Betere therapietrouw
Betere samenwerking dus, ook in het wetenschappelijk onderzoek naar niet-medicamenteuze interventies die een gezonde leefstijl bevorderen. ‘Onderzoek naar gezonde voeding of effectieve beweeginterventies is lastiger op te zetten dan medicijnstudies. Er is ook minder geld voor. Maar het is belangrijk dat we hier meer kennis over opdoen, zodat we beter onderbouwde adviezen kunnen geven.”

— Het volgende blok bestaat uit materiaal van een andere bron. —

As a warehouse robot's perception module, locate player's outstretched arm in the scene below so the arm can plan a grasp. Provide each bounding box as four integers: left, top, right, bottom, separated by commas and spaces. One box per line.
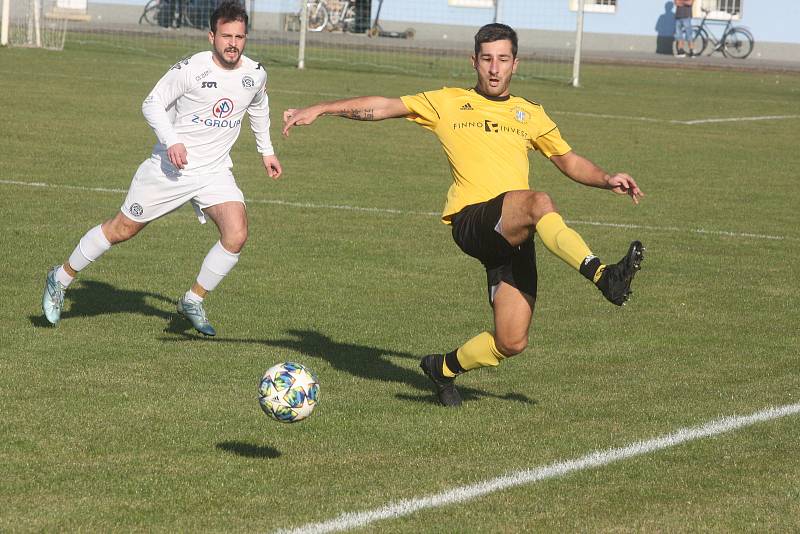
550, 151, 644, 204
283, 96, 409, 136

En zorgprofessionals zullen zich meer moeten inspannen om de therapietrouw bij hart- en vaatpatiënten te verbeteren, vervolgt hij. “Slechts ongeveer 60% van de patiënten scoort hier voldoende. Als we die andere veertig procent beter weten te bereiken, zou dat de preventie enorm helpen. Dat lukt alleen als we dat samen doen, huisartsen, cardiologen, apothekers noem maar op.”
En de patiënt zelf, niet te vergeten. “Top-down zeggen: ‘U moet uw medicatie nemen,’ dat werkt niet.” We moeten toe naar shared decision making, waarbij we aandachtig luisteren naar de voorkeuren en overwegingen van de patiënt. Zorgprofessionals moeten zich meer richten op preventie en gezond gedrag. Dat is beter voor de patiënt én draagt bij aan meer duurzame cardiologische zorgverlening.”